Sentado, en el helado banco de varillas aceradas de la estación, veo el continuo devenir de las dos escaleras simétricas. El espacio es una geométrica estancia de depuradas proporciones. Parece doblada por su eje y calcada en el lado opuesto. El frío invade todo, al igual que la luz. La gente transita, como en esos vídeos de japoneses en los que imitan a las hormigas. Mientras, todo se tiñe del sonido letánico de las escaleras metálicas.

Un minuto me ha separado de mi tren, condenándome a la espera fría y observante. Siempre se pierde los transportes por minúsculas porciones de tiempo. Nadie pierde un tren por tres cuartos de hora. En esta ocasión se ha debido a la minuciosa operación de cirugía relojera a la que una agradable señorita ha sometido, voluntariamente, a mi Swatch. Sólo le pedí cambiarme la pila. Tras quince minutos hurgándolo comienzo a pensar que ha grabado un retrato de su madre, con su diminuto destornillador de precisión suiza, en la carcasa de mi reloj. Me ha cobrado la pila y el retrato, sin lugar a duda. Creo que he colaborado a sacar de la crisis al pequeño comercio.

Mientras las varillas del banco congelan mis glúteos analizo la población flotante de esta estación termino de un tranvía con anhelos de metro. No es toda la que me gustaría. La escasa frecuencia de las líneas no permiten un tráfico endiablado de almas por la misma, muy a mi pesar. Gente que observa la vida pasar, con la mirada perdida en ninguna parte. Gente de todas las edades, de todas las clases, deambulan continuamente por este contenedor subterráneo, comunicado trasversalmente por esas orugas plateadas de letanía sonora. Llegan y se van. Esperan, se suben a un tranvía sigue la vida, su vida.


¿Qué acontece en esas vidas privadas que transitan y esperan? Esas que pierden la mirada en ninguna parte mientras se abstraen en sonido constante que penetra en el subsuelo de la vida real al aire libre, como si de un mundo paralelo se tratase. Observo cada uno de estos universos personales. Me detengo en alguno de ellos, quedando mi mirada prendida en la textura de un abrigo tres cuartos de color indefinido.
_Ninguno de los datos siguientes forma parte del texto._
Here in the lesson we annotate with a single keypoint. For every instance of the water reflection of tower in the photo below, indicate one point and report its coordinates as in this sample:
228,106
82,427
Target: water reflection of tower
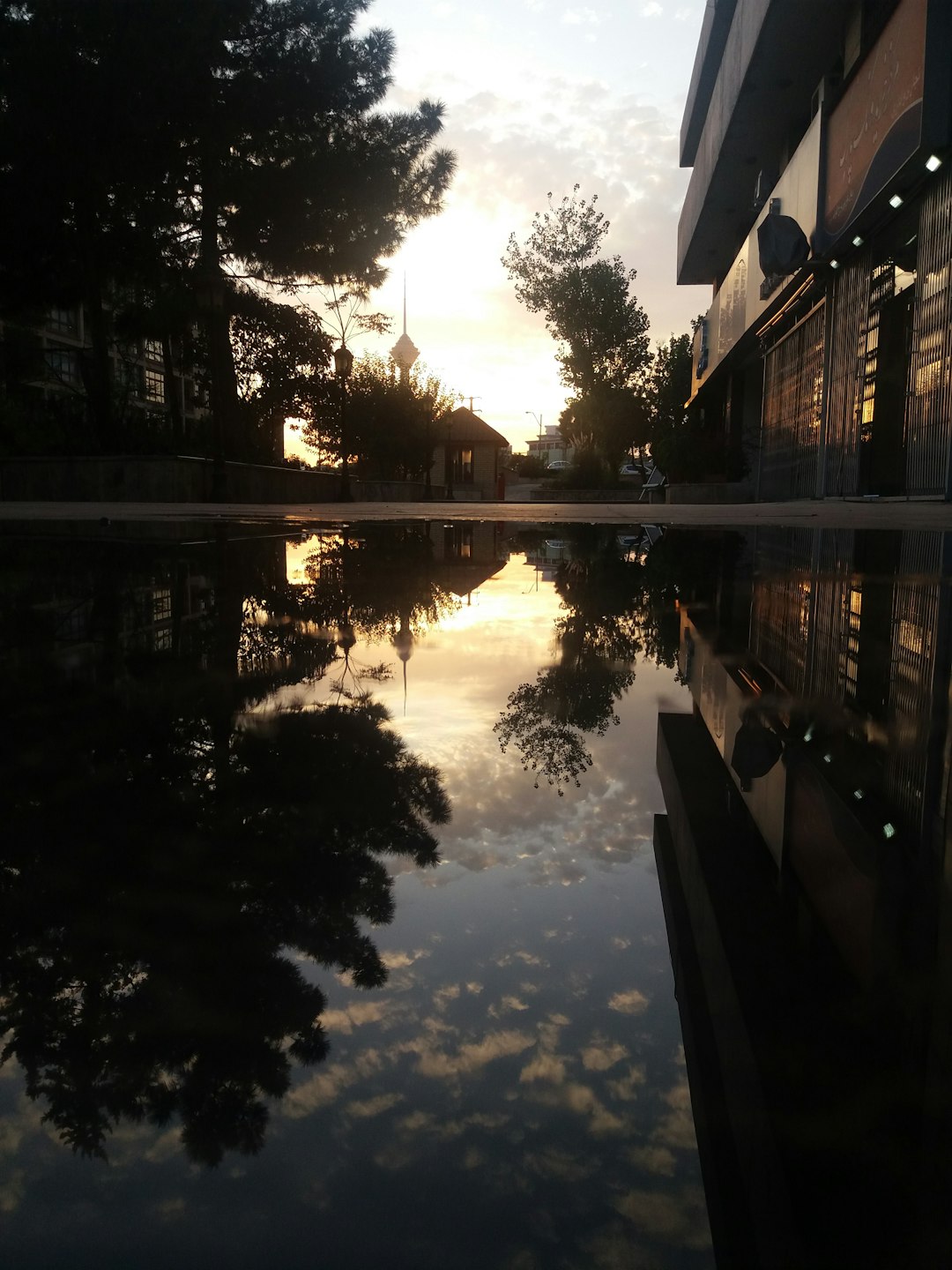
404,352
814,986
403,643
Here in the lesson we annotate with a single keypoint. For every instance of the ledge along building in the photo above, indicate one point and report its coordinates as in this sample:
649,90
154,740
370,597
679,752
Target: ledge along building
820,211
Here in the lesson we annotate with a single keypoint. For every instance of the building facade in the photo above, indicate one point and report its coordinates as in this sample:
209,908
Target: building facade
820,213
43,366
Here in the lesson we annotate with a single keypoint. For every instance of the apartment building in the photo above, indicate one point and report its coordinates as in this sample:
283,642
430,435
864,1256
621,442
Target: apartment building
820,213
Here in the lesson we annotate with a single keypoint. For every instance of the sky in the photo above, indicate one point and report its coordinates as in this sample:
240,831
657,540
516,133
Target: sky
539,95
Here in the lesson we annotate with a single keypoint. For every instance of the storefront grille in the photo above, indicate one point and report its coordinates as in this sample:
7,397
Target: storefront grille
915,615
928,432
791,410
847,381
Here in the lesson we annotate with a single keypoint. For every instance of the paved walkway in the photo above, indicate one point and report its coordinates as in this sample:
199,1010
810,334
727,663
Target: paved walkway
863,513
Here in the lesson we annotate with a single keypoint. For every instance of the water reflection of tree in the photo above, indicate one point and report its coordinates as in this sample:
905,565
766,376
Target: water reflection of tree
378,582
620,608
167,862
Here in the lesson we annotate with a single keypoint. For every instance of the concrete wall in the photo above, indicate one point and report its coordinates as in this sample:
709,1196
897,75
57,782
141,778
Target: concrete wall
738,305
172,479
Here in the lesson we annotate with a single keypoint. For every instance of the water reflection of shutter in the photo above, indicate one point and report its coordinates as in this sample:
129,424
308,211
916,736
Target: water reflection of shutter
929,398
851,306
791,410
915,614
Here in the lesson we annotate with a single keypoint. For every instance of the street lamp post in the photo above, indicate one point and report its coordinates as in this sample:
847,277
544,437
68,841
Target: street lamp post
450,461
343,365
539,421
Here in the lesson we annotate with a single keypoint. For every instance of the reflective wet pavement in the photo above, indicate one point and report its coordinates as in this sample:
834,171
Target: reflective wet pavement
349,873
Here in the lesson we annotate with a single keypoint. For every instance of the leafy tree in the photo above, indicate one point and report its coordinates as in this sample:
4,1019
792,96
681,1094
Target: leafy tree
89,213
608,421
221,138
589,309
250,836
280,358
684,449
392,421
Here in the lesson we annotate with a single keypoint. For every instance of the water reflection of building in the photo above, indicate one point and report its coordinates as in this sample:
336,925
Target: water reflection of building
818,210
809,906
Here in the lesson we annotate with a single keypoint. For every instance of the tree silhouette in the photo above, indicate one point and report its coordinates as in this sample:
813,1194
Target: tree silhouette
164,850
221,140
598,640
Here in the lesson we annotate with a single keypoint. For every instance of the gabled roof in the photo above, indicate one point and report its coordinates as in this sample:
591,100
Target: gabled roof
466,426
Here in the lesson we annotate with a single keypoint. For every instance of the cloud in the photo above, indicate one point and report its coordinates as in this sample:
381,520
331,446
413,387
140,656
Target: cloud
507,1006
677,1128
397,960
367,1108
631,1002
544,1067
651,1160
354,1016
444,995
326,1086
580,18
675,1218
580,1100
602,1054
625,1087
467,1058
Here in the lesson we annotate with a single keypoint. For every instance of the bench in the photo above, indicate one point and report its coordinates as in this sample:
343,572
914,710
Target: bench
657,481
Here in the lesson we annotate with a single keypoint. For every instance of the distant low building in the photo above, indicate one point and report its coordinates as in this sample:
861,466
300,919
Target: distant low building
819,211
469,456
551,446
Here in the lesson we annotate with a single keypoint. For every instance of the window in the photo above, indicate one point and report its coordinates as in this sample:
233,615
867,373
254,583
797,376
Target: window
63,320
462,467
153,386
129,376
63,365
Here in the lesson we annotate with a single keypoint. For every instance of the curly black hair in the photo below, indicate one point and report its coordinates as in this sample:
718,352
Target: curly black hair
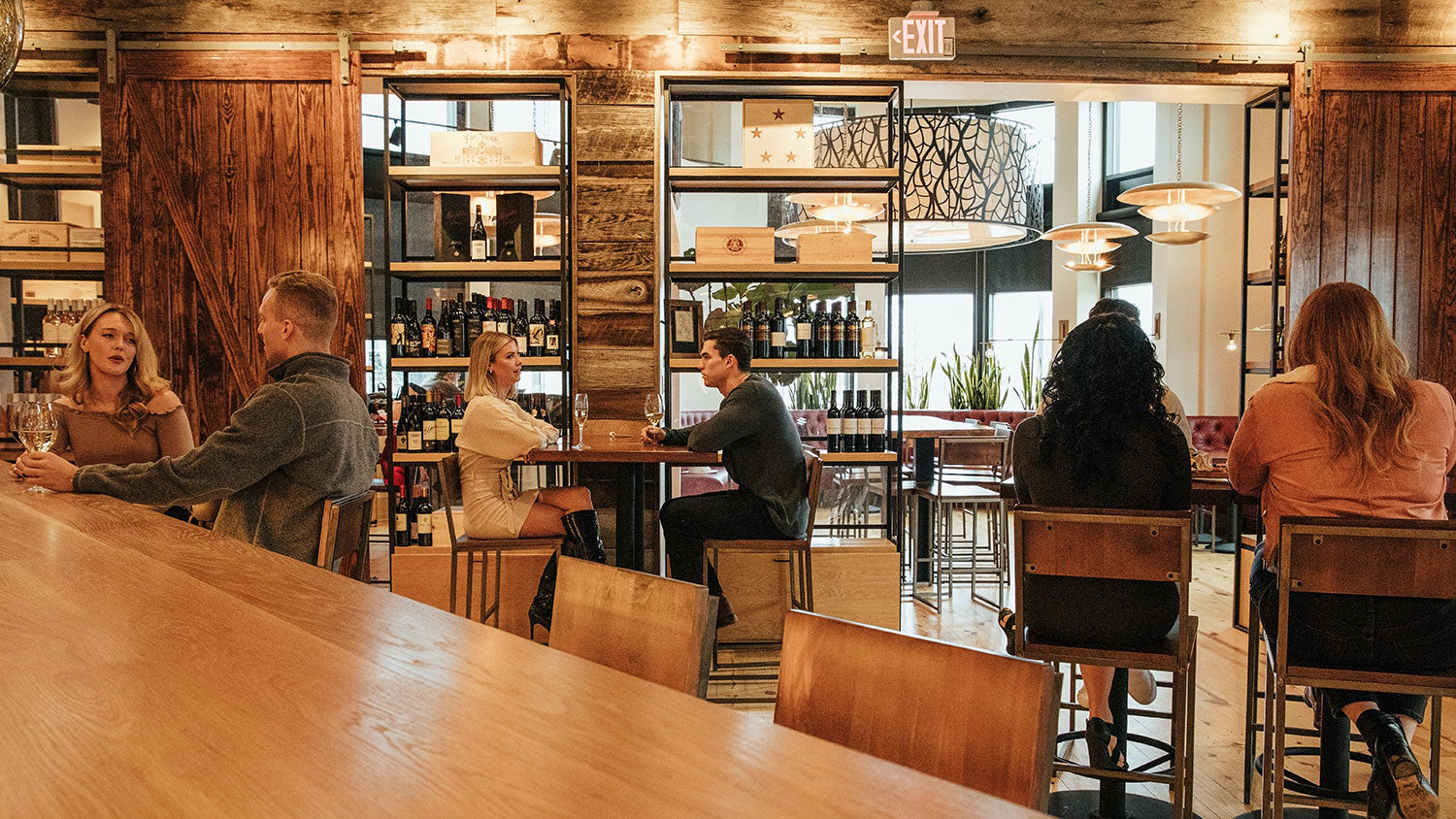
1104,380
Reposo, otro rato, intentando descubrir la lectura que absorbe a mi compañero de banco. Revoloteo coleccionando retales de tiempo perdidos en la espera de esta luminosa caja blanca casi simétrica. Pego suposiciones sobre sus destinos en un cuaderno imaginario que siempre llevo en el bolsillo derecho de mis pantalones.

Los trenes llegan y salen. La gente sube y baja sin reparar en este universo casi congelado por el que atraviesan a cierta velocidad y con la mirada anclada en el ranurado metal de los peldaños. La vida viene y se va, mientras la observas pasar como analgésico de la tediosa espera. Miles de vidas que se acompañan o se cruzan en la extenuante rutina de las escaleras mecánicas mientras unas miran al cielo, otras a la escalera contraria y otras al suelo. Todo menos mirarse a uno mismo en esta parada del tiempo en el camino. La vida en esta caja de luz subterránea no deja de ser una partícula diminuta y ralentizada de nuestra propia existencia diaria.